Consider a case where the predictors are correlated very highly, such that the "unique" effect of each predictor is small. But, the shared variance among them explains much variance in the outcome. How is this shared variance allocated between the two predictors?

Best Answer

Let's predict income with two highly positively correlated variables: Years of work experience and number of carrots eaten in one's lifetime. Let's ignore omitted variable bias issues. Also, let's say years of work experience has a much greater impact on income than carrots eaten.

Your beta parameter estimates would be unbiased, but the standard errors of the parameter estimates would be greater than if the predictors were not correlated. Collinearity does not violate any assumptions of GLMs (unless there is perfect collinearity).

Collinearity is fundamentally a data problem. In small datasets, you might not have enough data to estimate beta coefficients. In large datasets, you likely will. Either way, you can interpret the beta parameters and the standard errors just as if collinearity were not an issue. Just be aware that some of your parameter estimates might not be significant.

In the event your parameter estimates are not significant, get more data.

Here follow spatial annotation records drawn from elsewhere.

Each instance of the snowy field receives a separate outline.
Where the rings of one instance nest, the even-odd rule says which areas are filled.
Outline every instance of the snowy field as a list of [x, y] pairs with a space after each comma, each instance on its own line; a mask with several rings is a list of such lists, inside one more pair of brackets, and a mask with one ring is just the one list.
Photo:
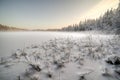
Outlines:
[[117, 35], [1, 32], [0, 80], [120, 80], [119, 52]]

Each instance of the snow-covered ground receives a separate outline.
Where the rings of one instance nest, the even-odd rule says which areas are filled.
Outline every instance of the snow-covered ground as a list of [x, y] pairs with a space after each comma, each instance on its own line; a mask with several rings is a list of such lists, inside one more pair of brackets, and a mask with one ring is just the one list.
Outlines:
[[118, 36], [7, 32], [0, 38], [0, 56], [7, 56], [1, 58], [2, 80], [120, 80]]

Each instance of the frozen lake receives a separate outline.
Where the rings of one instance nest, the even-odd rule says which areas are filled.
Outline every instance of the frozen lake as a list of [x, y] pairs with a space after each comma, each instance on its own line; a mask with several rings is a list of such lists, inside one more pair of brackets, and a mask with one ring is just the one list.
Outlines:
[[[83, 38], [88, 35], [90, 35], [89, 32], [0, 32], [0, 57], [9, 56], [17, 49], [32, 44], [40, 44], [54, 38]], [[106, 39], [106, 35], [93, 34], [92, 36], [102, 36]], [[110, 36], [111, 35], [108, 35], [107, 37], [110, 38]], [[22, 68], [24, 68], [25, 65], [19, 67], [20, 65], [8, 69], [0, 68], [0, 80], [15, 79], [15, 77], [19, 75], [19, 72], [24, 71]], [[11, 74], [11, 72], [13, 73]]]

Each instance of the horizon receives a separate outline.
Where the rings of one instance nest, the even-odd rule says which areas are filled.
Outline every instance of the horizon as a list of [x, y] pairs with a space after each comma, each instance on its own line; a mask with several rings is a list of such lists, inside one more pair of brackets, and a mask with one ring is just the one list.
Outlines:
[[116, 9], [118, 3], [119, 0], [89, 3], [87, 0], [0, 0], [0, 24], [24, 29], [60, 29], [99, 18], [107, 10]]

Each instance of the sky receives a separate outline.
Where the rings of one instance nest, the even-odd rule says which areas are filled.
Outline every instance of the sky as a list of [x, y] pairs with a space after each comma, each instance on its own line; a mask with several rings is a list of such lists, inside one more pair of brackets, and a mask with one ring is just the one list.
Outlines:
[[0, 0], [0, 24], [25, 29], [58, 29], [96, 19], [119, 0]]

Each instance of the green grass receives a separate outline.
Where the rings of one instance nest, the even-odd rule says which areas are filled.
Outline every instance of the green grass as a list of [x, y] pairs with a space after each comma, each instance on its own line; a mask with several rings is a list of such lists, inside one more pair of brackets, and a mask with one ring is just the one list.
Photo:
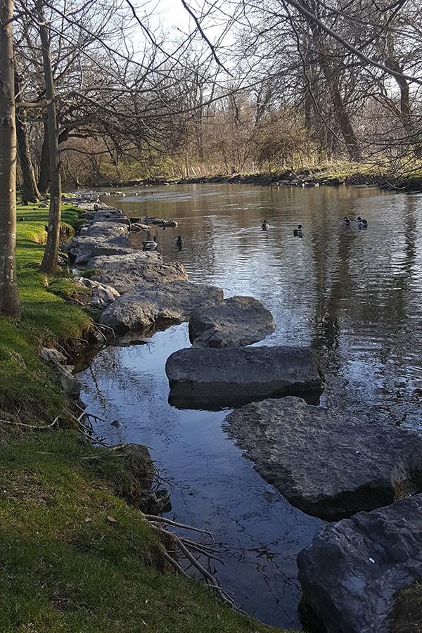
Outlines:
[[[78, 339], [90, 326], [88, 315], [64, 298], [73, 283], [65, 276], [53, 279], [39, 272], [48, 209], [39, 205], [18, 209], [16, 260], [22, 319], [15, 325], [0, 317], [0, 411], [23, 418], [53, 418], [65, 408], [56, 377], [38, 356], [44, 345]], [[75, 208], [65, 205], [63, 220], [72, 225]]]
[[[67, 345], [91, 324], [66, 300], [72, 279], [39, 272], [47, 214], [39, 205], [18, 209], [22, 319], [0, 318], [0, 418], [36, 424], [69, 411], [40, 347]], [[77, 216], [65, 207], [64, 222], [75, 226]], [[165, 544], [133, 503], [144, 462], [87, 445], [71, 430], [24, 429], [0, 422], [2, 633], [280, 630], [169, 568]]]
[[393, 633], [422, 633], [422, 583], [402, 589], [395, 606]]
[[110, 487], [124, 468], [121, 457], [83, 446], [70, 432], [1, 449], [0, 629], [279, 630], [239, 615], [203, 582], [170, 573], [159, 536]]

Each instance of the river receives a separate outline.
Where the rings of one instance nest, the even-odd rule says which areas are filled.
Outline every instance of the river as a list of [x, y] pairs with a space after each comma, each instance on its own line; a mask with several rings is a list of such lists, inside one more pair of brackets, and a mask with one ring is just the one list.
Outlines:
[[[422, 196], [344, 186], [122, 191], [103, 200], [129, 216], [179, 222], [151, 236], [191, 281], [250, 295], [271, 310], [277, 327], [260, 345], [314, 349], [326, 372], [322, 403], [422, 430]], [[368, 228], [342, 224], [345, 215], [366, 217]], [[302, 238], [293, 236], [298, 224]], [[236, 603], [269, 624], [300, 628], [295, 557], [324, 522], [254, 471], [222, 430], [227, 411], [169, 405], [165, 363], [189, 345], [186, 324], [138, 338], [103, 350], [79, 374], [89, 410], [122, 423], [96, 431], [151, 447], [174, 487], [167, 516], [215, 533], [225, 563], [217, 576]]]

Dropping a variable that should be in your model ensures your estimates are biased. For example, if you were to drop the years of experience variables, the carrots eaten variables would become positively biased due to "absorbing" the impact of the dropped variable.

To answer the shared variance question, here is a fun test you can do in a statistical program of your choice:

  • Make two highly correlated variables (x1 and x2)
  • Add an error term (normally distributed, zero mean)
  • Create y by adding x1 to the error term. (i.e. The actual beta values of x1 and x2 are 1 and 0 respectively)
  • Regress y on x1 and x2 with a large data set.

Although there is a very large shared variance between x1 and x2, only x1 has a ceteris paribus, marginal effect relationship to y. In contrast, holding x1 constant and changing x2 does nothing to the expected value of y, so the shared variance is irrelevant.